Regency Novel - Classic Regency Fiction

Classic Regency Fiction

This includes works which were actually written between 1811 and 1820, during the Regency era, which is well known for romantic fiction, including the works of Percy Bysshe Shelley, Sir Walter Scott, Susan Ferrier, Maria Edgeworth, ETA Hoffman, and Jane Austen, who is perhaps the best-known author from this period, with many of her novels having been adapted into film in recent years. All of these writers published most of their best-known works during this period. While not novelists, the poetry of writers such as Lord Byron, William Blake, William Wordsworth, and John Keats are worth mentioning, as most of their best-known works were also written during the Regency.

Many of these classic Regency writers are also associated with Romanticism, which is an artistic and intellectual movement that originated in Western Europe in the late 18th century.
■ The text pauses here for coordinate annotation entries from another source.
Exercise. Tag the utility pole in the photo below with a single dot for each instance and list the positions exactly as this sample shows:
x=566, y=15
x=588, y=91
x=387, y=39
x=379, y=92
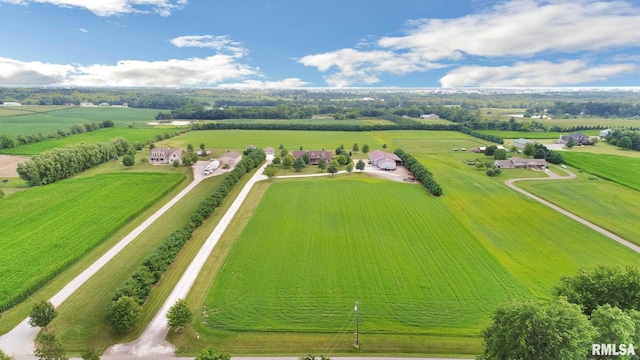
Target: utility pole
x=356, y=344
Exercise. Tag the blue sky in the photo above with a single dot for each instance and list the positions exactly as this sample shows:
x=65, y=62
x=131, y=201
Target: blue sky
x=329, y=43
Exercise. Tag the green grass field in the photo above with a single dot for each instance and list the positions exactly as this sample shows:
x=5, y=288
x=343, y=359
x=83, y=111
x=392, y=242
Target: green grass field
x=604, y=203
x=51, y=227
x=619, y=169
x=31, y=120
x=223, y=140
x=102, y=135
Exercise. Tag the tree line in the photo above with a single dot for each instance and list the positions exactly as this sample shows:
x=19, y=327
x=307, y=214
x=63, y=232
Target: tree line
x=598, y=306
x=124, y=309
x=7, y=142
x=420, y=172
x=60, y=163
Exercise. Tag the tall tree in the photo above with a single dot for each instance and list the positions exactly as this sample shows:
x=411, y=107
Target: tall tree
x=299, y=164
x=123, y=314
x=50, y=348
x=526, y=329
x=212, y=354
x=42, y=314
x=179, y=315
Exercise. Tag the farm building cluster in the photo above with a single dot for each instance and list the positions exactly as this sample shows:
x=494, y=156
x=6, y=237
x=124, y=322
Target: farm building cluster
x=384, y=160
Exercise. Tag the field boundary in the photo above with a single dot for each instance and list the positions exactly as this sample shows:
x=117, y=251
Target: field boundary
x=571, y=215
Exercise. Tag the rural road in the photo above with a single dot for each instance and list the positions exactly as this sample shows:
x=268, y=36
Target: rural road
x=20, y=340
x=152, y=341
x=554, y=176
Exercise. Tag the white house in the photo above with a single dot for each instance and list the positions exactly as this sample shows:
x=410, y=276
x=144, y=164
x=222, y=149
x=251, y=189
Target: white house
x=604, y=133
x=160, y=156
x=230, y=158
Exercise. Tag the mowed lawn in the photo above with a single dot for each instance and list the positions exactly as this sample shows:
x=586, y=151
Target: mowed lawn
x=49, y=119
x=223, y=140
x=45, y=229
x=621, y=169
x=330, y=242
x=607, y=204
x=102, y=135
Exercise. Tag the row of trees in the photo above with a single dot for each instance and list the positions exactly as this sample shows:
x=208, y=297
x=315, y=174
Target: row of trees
x=60, y=163
x=597, y=306
x=124, y=309
x=7, y=142
x=420, y=172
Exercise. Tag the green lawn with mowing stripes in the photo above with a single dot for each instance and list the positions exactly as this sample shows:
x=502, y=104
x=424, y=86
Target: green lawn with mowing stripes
x=47, y=228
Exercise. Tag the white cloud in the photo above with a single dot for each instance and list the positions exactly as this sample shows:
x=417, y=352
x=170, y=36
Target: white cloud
x=13, y=72
x=257, y=84
x=535, y=74
x=518, y=30
x=356, y=66
x=113, y=7
x=220, y=43
x=207, y=71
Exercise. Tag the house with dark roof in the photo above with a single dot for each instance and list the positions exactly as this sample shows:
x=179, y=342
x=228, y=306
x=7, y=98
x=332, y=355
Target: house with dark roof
x=578, y=137
x=518, y=163
x=314, y=156
x=160, y=156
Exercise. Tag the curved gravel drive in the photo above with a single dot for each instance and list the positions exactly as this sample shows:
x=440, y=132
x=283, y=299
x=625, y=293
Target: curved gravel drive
x=20, y=340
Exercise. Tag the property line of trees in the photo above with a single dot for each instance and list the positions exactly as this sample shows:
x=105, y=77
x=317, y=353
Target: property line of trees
x=60, y=163
x=6, y=142
x=420, y=172
x=138, y=286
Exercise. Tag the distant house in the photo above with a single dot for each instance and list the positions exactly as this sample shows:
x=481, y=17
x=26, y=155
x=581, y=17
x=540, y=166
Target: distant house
x=578, y=137
x=230, y=158
x=521, y=143
x=159, y=156
x=518, y=163
x=314, y=156
x=384, y=160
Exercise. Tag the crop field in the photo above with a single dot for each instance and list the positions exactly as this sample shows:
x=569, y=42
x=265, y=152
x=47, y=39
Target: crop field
x=224, y=140
x=101, y=135
x=604, y=203
x=49, y=119
x=620, y=169
x=417, y=264
x=50, y=227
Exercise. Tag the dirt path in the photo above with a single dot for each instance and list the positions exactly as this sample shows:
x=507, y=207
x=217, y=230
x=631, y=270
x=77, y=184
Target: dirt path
x=20, y=340
x=554, y=176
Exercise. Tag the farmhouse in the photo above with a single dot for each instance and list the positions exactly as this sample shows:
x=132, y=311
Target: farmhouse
x=160, y=156
x=521, y=143
x=578, y=137
x=384, y=160
x=314, y=156
x=230, y=158
x=518, y=163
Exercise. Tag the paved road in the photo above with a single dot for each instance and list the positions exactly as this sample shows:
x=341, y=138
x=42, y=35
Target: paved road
x=20, y=340
x=553, y=176
x=152, y=341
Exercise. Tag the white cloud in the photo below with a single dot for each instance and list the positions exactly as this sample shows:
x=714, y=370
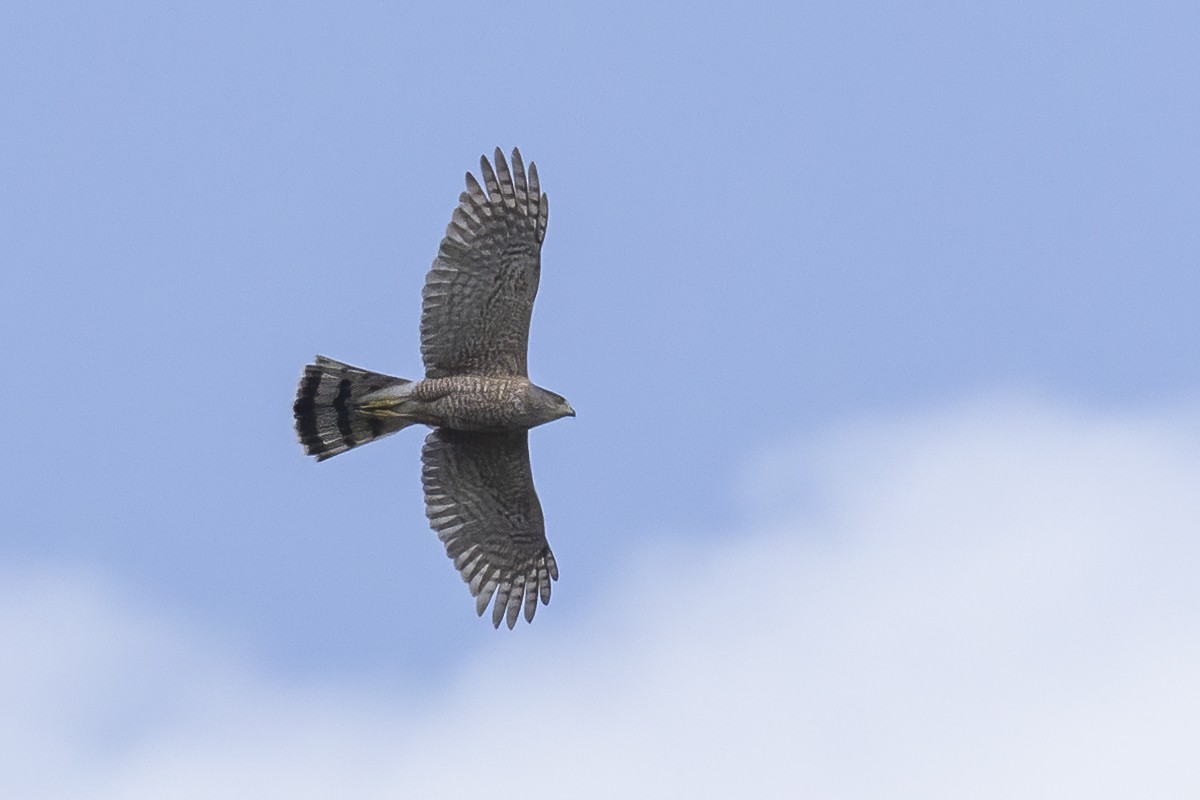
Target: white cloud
x=994, y=601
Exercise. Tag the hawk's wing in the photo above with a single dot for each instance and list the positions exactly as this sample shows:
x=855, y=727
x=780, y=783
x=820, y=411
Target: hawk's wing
x=479, y=293
x=479, y=498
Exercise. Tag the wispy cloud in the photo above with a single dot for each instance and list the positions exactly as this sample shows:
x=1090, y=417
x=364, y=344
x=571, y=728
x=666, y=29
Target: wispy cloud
x=997, y=600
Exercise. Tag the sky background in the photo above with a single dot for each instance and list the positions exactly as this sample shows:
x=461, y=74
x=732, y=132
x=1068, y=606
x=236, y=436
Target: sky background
x=881, y=325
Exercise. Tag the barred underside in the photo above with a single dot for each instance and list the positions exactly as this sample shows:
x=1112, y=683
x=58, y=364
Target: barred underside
x=328, y=419
x=479, y=293
x=480, y=499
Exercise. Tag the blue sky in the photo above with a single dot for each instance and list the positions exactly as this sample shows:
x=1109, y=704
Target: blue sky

Romanticism expressed a revolt against the aristocratic, social, and political norms of the Enlightenment period which preceded it. Works during this period stressed strong emotion as a source of aesthetic experience, placing new emphasis on such emotions as anxiety, horror, and the awe experienced when confronting the sublimity of nature. All of these themes are evident in the best-known classic Regency works.

A marriage based on love was rarely an option for most women in the British Regency, as securing a steady and sufficient income was the first consideration for both the woman and her family. This is most likely why this period yielded so many examples of literary romance: it gave many women the opportunity to live vicariously through the novel's heroine, who generally married someone she loved deeply.

Mary Shelley's Frankenstein was published in 1818, also falling within the Regency era. Some consider it to be the single piece of British literature that best reflects the interests and concerns of the time, specifically the fascination with and fear of the science and technological advances of the times. It is a classic example of horror fiction.